When an investor buys a stock option, he has the right to purchase or sell a specified quantity of stock shares at an agreed-upon price (also known as "strike price") before a specified date. The investor can choose to buy, to sell or just simply do nothing at all regarding the stock. This allows him to adjust his investment strategy according to the outlooks of the market. An investor can use stock options to gain profits against current stock holdings and protect stock holdings against stock depreciation.
Most stock option agreements are for 100 shares of the underlying security. The price (premium) of a stock option is a small percentage of the stock value. Stock option premiums are quoted on a per-share basis.
Just like stocks, options are listed securities and traded regularly on the market. If the stock price increases, the stock option premium also increases, often at a much higher rate. This also means that stock option premium tends to decline faster than the stock price. Furthermore, if the profitable conditions for selling or buying the underlying security do not occur before the expiration data, the stock option will become worthless. However, the most an option buyer can lose is the premium.
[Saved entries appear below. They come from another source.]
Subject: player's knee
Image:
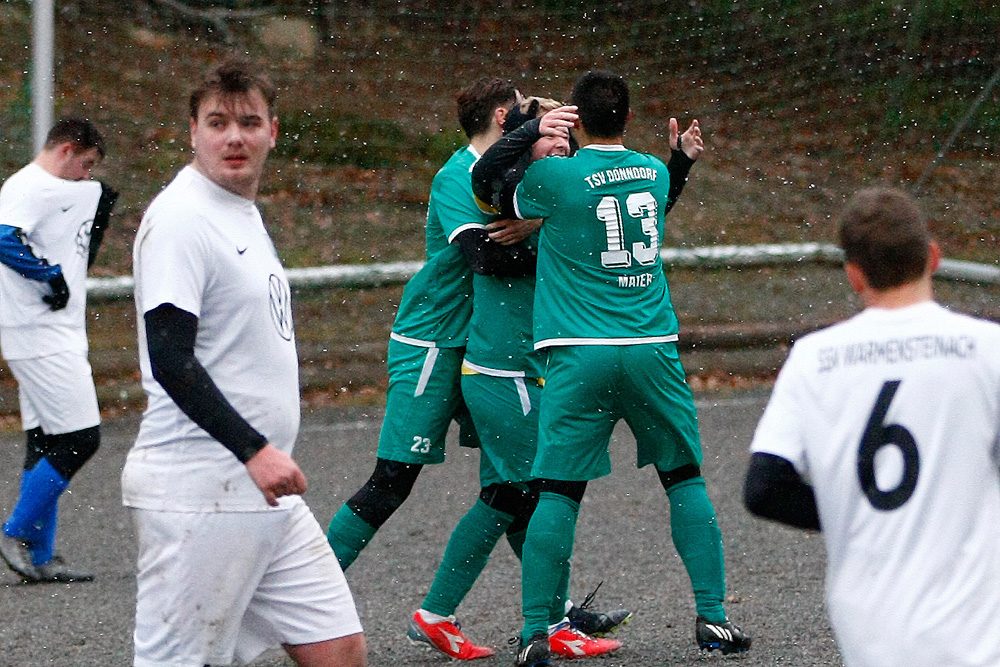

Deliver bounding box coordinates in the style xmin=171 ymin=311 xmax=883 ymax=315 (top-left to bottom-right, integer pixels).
xmin=534 ymin=478 xmax=587 ymax=505
xmin=479 ymin=483 xmax=533 ymax=517
xmin=42 ymin=425 xmax=100 ymax=480
xmin=657 ymin=463 xmax=702 ymax=493
xmin=23 ymin=426 xmax=46 ymax=471
xmin=347 ymin=458 xmax=422 ymax=528
xmin=505 ymin=486 xmax=539 ymax=535
xmin=285 ymin=631 xmax=367 ymax=667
The number of options available on the market depends on the number of sellers and buyers who are interested in the rights of selling and purchasing a certain stock.
Option holders do not have the rights to vote and to receive stock dividends.
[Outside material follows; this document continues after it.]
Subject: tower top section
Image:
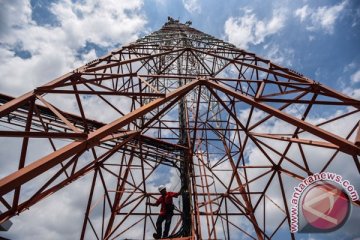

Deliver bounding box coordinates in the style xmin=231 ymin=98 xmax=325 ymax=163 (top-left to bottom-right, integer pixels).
xmin=132 ymin=16 xmax=238 ymax=54
xmin=164 ymin=16 xmax=192 ymax=26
Stock options are often offered to employees as a form of compensation. The employees have the right to buy a specified amount of common stocks of the company at an agreed price. In most cases, the strike price is the the value of the stock when the agreement is made. The employee can chose to excise the option in future when the stock price is higher than the strike price and gain profits by selling the stocks. This provides an incentive for the employee to work hard to boost the performance of the company stock to gain future financial rewards. The employee also might have to stay with the company for sometime before the stock option can be vested.
Start-up companies often use stock options as financial incentives for their employees due to limited funding.